Eddie Jones believes Owen Farrell’s hard streak can help rebuild England’s standing


Eddie Jones has a reputation as a hard taskmaster and he thinks Owen Farrell can help rebuild England’s standing by ruling with a rod of iron on next month’s tour to South Africa just as one of his lieutenants did in his Wallaby days.

Farrell has been handed the captaincy duty for the three-Test series against the Springboks with Dylan Hartley absent due to concussion.

The Saracen man’s main task is to re-build team spirit in a squad that Jones thought was fractured during a disastrous Six Nations and in a country where they have only won three of 13 Tests against the Boks.

Those triumphs came in 1972, 1994 and 2000 under the captaincy of John Pullin, Will Carling and Martin Johnson respectively but it is an Australian, George Gregan, who Jones likens to Farrell.
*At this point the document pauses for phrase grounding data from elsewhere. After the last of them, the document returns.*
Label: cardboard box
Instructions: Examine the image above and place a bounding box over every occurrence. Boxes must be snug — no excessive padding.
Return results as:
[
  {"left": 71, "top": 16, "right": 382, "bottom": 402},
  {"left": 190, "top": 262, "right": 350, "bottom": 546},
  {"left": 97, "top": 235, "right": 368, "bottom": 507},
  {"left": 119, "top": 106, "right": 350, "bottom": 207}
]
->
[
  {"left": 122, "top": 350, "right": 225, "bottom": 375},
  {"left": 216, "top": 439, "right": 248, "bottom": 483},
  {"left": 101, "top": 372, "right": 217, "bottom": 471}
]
Jones has been around the block more than once at international level with stints with Australia, South Africa and Japan, and scrum-half Gregan was his captain when he coached the Wallabies to the 2003 World Cup final.

And Jones thinks Farrell may come to emulate Gregan on the daunting trip to a host country rejuvenated by new boss Rassie Erasmus.

“That is probably close to the mark,” said Jones at England’s current training camp in Brighton.

“George Gregan was fantastic. I have never seen a stronger winner than him. He demanded stuff from the team and they were frightened not to give it to him.

“John Smit with South Africa was more consultative. He was able to bring three or four disparate groups together for a common purpose. He was brilliant at that, he challenged the coaches so he was very good on the field and very good off the field.

“Gregan was super on the field but not as good off the field.

“Then Michael Leitch with Japan. Brilliant captain. I have never seen a bloke with more courage than him. He was able to bring together, within the Japanese there are four or five different groups. Kiwis, Tongans and he was able to bring them all together for a common purpose.

“None of them started out as great captains, they all started out relatively poor captains.

“Having strong leadership definitely helps – having a leader who can unite groups. Because within our team you’ve got different groups and it’s how you unite all those guys to play for one single purpose.”

Farrell is already one of the leaders in the England team and deputised for Hartley, Jones’ first-choice skipper since 2016, in the Six Nations defeat to France but has a big task on his hands uniting a squad that the coach thinks was splitting recently. And Jones, as an Australian, thinks it takes an outsider’s eye to see the breaks.

“You go to north of England and south of England and for me it is like going to two different countries,” he added. “That is probably because I am Australian. Then you go to the south west and that is a different country again and they have got different ideas of what is right and what is wrong and none of them is right.

“Owen has a different cultural background. Dylan is from Rotorua, Owen is from Wigan. They think of things differently, they look at things differently.

“Owen will put his own stamp on the team. And we want him to do that. We obviously don’t want him to lose some of the great work Dylan had done, and he has done a lot of good things … We want to keep the good things and then bring his own flavour to the table.”

Jones also said he had not thought about a potential replacement for defence coach Paul Gustard who has been linked with a move to Harlequins and their vacant director of rugby position.